Multicollinearity (Collinearity) is not a new term especially when dealing with multiple regression models. This phenomenon of relationship in between one response variable with the set of predictor variables also include models like classification and regression trees as well as neural networks. Collinearity is infamously famous for inflating the variance of at least one estimated regression coefficient, which can cause the model to predict erroneously and in a business setup it can have an unrepairable consequence.
So, the next logical question is how to identify collinearity?

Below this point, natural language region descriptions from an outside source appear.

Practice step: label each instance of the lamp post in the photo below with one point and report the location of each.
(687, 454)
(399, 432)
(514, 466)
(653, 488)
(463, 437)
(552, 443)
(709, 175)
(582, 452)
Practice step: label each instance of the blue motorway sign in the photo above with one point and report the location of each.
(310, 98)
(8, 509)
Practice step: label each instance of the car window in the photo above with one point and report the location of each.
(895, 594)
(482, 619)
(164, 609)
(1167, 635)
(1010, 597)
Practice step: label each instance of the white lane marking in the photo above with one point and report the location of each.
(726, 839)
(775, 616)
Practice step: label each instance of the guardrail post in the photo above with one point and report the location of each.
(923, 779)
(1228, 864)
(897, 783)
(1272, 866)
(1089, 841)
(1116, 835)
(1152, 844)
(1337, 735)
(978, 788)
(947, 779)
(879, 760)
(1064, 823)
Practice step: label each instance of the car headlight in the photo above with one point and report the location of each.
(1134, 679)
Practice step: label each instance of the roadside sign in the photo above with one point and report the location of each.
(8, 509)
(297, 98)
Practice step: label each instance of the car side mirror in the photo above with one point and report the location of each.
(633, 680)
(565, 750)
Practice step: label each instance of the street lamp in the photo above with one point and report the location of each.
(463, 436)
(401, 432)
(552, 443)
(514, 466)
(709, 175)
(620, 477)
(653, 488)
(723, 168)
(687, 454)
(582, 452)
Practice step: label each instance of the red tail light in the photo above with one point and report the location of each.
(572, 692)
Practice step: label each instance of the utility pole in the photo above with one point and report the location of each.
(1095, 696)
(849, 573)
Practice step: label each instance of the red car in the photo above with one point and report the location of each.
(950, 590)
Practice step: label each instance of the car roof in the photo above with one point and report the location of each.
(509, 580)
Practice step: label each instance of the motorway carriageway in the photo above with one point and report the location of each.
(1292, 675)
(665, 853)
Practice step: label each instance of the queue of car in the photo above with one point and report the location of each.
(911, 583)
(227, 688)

While there are various techniques available to counter this problem, I specifically use two techniques that are readily available in most of the statistical applications:
In this article we will only talk about the Variance Inflation Factor(VIF) identification technique which is very useful for identify high multicollinearity among the predictor variables when working with MLR (Multiple Linear Regression Models).
It is also important to understand that VIF ranges from 1 upwards, where the VIF tells you in (decimal form) by what percentage the variance i.e. standard error squared is inflated for each coefficient.
VIF of 1.9 indicates that the variance for a particular coefficient is 90% bigger than what one should expect it to be.
Rules for identifying collinearity using VIF technique:
VIF values greater than 10 may indicate multicollinearity is unduly influencing your regression results. Consider removing unimportant predictors from your model.
In Minitab variance inflation factors can be obtained by running a simple multiple regression analysis via Stat>Regression>Regression>Fit Regression Model
The below snapshot clearly shows the VIF results for a model where the analyst is trying to create a Student Test Score result predictions based on the study hours and the alcohol consumption.
Multicollinearity is as much an opportunity as it is a problem to improve the predictability of the model and VIF identification is one of the effective and widely used procedures to improve the predictions for multiple linear regression model, helping the analysts to spot large variance inflating factors “without a sweat”.